According to ASTM F3340-22, the test is performed as follows: Two metal plates are used, one above the insulation mat and the other below. The top plate is 35 degrees Celsius warm to mimic a person’s body temperature, and the bottom plate is 5 degrees Celsius cold to mimic the cold floor. The test measures the amount of energy required to keep the top plate at a constant 35 degrees Celsius. The more energy required, the lower the R-value.

Source: Comments at Section Hiker – For more information, you can at least take a quick look at the paid paper here: Link

If you combine several sleeping mats, you can simply add up the R-values of the sleeping mats.

What R-value should a sleeping pad have?

That depends entirely on what you intend to do. With my NeoAir, which has an R-value of 4.5, I get by fine, even in single-digit sub-zero temperatures when I’m lying in my quilt. If you already know that you will only be traveling in warm temperatures, you can certainly save a few grams of weight. The attached table serves as an approximate guide. Otherwise, an R-value of 5.38 is a good choice. You can find out why in the next section.

R-valueTemperature range
1,0 11°C to 16°C
2,0 4°C to 10°C
3,0-6°C to 3°C
4,0-11°C to -7°C
5,0-17°C to -12°C
6,0-23°C to -18°C

How does this affect the sleeping bag?

Sleeping bags are subject to the ISO 23537 standard (formerly known as EN 13537), which specifies the temperature ranges. It was mentioned on the Internet that the tested values according to the ISO standard are only achieved if a sleeping pad with an R-value of 5.38 is placed under the sleeping bag.

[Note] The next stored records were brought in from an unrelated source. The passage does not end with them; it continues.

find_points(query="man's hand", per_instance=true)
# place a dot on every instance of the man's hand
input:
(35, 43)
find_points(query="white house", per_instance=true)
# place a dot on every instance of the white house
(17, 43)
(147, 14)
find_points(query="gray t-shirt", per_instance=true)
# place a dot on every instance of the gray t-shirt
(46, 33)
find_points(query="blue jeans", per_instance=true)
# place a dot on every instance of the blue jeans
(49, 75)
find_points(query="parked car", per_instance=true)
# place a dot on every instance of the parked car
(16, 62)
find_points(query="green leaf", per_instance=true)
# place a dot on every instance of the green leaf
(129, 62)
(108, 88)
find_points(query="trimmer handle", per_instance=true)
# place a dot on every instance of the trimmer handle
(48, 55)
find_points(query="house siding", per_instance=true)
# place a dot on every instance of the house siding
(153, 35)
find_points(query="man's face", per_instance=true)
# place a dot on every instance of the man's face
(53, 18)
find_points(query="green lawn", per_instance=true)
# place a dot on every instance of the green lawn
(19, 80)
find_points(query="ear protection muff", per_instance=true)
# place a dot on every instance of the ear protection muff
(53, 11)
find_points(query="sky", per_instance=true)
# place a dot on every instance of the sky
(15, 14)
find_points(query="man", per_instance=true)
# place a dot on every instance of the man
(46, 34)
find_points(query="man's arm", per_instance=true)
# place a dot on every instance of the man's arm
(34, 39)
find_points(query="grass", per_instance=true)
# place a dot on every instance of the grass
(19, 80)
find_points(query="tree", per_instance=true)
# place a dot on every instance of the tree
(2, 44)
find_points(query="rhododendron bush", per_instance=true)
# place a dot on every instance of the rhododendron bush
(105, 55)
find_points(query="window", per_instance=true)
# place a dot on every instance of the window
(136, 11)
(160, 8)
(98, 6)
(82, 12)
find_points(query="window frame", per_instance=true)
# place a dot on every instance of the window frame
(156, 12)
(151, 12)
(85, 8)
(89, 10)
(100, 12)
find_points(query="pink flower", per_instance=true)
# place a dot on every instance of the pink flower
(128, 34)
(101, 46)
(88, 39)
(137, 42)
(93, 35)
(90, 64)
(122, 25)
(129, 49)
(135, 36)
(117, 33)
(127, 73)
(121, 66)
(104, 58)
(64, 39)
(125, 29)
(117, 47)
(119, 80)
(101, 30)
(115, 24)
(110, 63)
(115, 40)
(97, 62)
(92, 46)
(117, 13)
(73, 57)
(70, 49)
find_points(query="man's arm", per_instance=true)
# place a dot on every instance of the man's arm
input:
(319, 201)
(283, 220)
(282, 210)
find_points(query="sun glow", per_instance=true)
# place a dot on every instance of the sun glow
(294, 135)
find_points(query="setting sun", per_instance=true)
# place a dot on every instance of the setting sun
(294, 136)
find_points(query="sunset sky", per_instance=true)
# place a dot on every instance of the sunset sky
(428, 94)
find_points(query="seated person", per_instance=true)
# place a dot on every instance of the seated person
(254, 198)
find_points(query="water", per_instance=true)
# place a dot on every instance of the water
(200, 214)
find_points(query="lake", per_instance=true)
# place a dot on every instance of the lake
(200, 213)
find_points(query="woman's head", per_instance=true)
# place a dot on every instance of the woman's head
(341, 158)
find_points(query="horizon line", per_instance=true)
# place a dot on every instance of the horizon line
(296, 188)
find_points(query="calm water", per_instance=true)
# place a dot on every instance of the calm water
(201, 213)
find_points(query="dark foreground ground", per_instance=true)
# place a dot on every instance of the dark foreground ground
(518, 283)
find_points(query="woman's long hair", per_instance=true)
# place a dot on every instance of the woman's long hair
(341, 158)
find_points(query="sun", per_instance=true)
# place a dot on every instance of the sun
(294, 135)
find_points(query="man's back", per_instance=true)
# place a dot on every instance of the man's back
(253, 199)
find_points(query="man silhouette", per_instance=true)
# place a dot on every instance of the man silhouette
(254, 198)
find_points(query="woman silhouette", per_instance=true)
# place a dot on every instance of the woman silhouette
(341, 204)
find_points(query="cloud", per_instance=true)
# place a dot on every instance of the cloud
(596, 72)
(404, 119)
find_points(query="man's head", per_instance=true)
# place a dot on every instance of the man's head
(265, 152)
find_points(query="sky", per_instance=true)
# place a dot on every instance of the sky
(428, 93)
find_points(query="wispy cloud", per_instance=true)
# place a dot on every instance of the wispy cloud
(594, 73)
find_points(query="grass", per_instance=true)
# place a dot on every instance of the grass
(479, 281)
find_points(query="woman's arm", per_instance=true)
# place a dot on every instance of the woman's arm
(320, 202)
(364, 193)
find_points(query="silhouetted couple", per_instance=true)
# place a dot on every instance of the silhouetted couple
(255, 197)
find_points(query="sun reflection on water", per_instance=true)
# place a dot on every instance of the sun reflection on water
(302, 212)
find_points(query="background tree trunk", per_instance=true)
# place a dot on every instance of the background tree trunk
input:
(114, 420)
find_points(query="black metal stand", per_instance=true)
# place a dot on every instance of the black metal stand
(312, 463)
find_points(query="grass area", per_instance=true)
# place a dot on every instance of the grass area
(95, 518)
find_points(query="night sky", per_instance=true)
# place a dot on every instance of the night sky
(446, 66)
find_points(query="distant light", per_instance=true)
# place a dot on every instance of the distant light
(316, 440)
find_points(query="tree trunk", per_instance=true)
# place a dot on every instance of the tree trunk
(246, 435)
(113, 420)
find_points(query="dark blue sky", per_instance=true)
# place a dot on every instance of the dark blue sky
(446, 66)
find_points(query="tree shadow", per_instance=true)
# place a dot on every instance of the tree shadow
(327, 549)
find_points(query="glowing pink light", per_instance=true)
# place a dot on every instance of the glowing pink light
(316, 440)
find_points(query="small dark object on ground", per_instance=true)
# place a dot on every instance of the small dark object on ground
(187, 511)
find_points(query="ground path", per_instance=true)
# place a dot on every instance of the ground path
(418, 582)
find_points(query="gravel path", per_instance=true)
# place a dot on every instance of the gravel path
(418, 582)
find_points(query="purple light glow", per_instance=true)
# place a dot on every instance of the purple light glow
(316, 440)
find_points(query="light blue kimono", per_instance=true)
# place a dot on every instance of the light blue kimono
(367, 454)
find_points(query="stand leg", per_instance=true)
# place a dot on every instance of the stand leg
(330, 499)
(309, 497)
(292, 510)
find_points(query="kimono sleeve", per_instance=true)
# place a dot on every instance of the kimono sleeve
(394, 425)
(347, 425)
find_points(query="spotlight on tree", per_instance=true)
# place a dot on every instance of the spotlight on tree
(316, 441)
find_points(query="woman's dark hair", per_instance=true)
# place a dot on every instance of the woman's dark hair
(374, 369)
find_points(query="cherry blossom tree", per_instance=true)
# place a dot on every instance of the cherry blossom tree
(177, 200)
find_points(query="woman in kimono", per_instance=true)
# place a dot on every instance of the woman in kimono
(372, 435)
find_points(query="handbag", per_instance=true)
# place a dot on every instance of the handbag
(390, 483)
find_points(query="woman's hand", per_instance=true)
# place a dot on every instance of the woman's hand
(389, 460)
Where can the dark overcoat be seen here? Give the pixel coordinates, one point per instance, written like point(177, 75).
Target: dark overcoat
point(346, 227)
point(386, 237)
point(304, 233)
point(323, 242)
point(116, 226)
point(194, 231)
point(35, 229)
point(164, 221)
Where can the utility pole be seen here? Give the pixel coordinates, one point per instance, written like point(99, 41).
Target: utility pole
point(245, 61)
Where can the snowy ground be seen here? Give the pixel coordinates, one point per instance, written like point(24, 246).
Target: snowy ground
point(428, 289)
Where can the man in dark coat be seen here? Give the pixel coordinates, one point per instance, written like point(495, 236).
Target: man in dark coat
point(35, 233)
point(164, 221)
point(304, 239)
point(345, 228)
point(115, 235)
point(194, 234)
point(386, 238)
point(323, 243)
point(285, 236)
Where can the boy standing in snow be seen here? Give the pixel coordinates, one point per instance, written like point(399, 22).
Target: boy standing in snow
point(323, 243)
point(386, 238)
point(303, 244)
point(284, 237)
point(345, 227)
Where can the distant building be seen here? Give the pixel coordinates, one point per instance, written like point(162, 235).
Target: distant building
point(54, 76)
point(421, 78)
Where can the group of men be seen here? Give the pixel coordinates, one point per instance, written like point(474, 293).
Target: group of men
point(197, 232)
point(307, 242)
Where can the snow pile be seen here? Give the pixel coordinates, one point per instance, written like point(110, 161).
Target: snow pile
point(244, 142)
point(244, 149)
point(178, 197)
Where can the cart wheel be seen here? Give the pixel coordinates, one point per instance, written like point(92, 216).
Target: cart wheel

However, I found different statements on the Internet:

Does anyone have access to this ISO standard and can solve the puzzle for us? Unfortunately, I’m a bit too stingy…

In short, this means

  • The R-value should at least have been determined according to ASTM F3340-18. Manufacturers also give estimated values.
  • To reach the temperature limit of your sleeping bag, you need an R-value of 5.38 (but perhaps only 4.8)
  • If you combine several sleeping pads, the R-value is added together.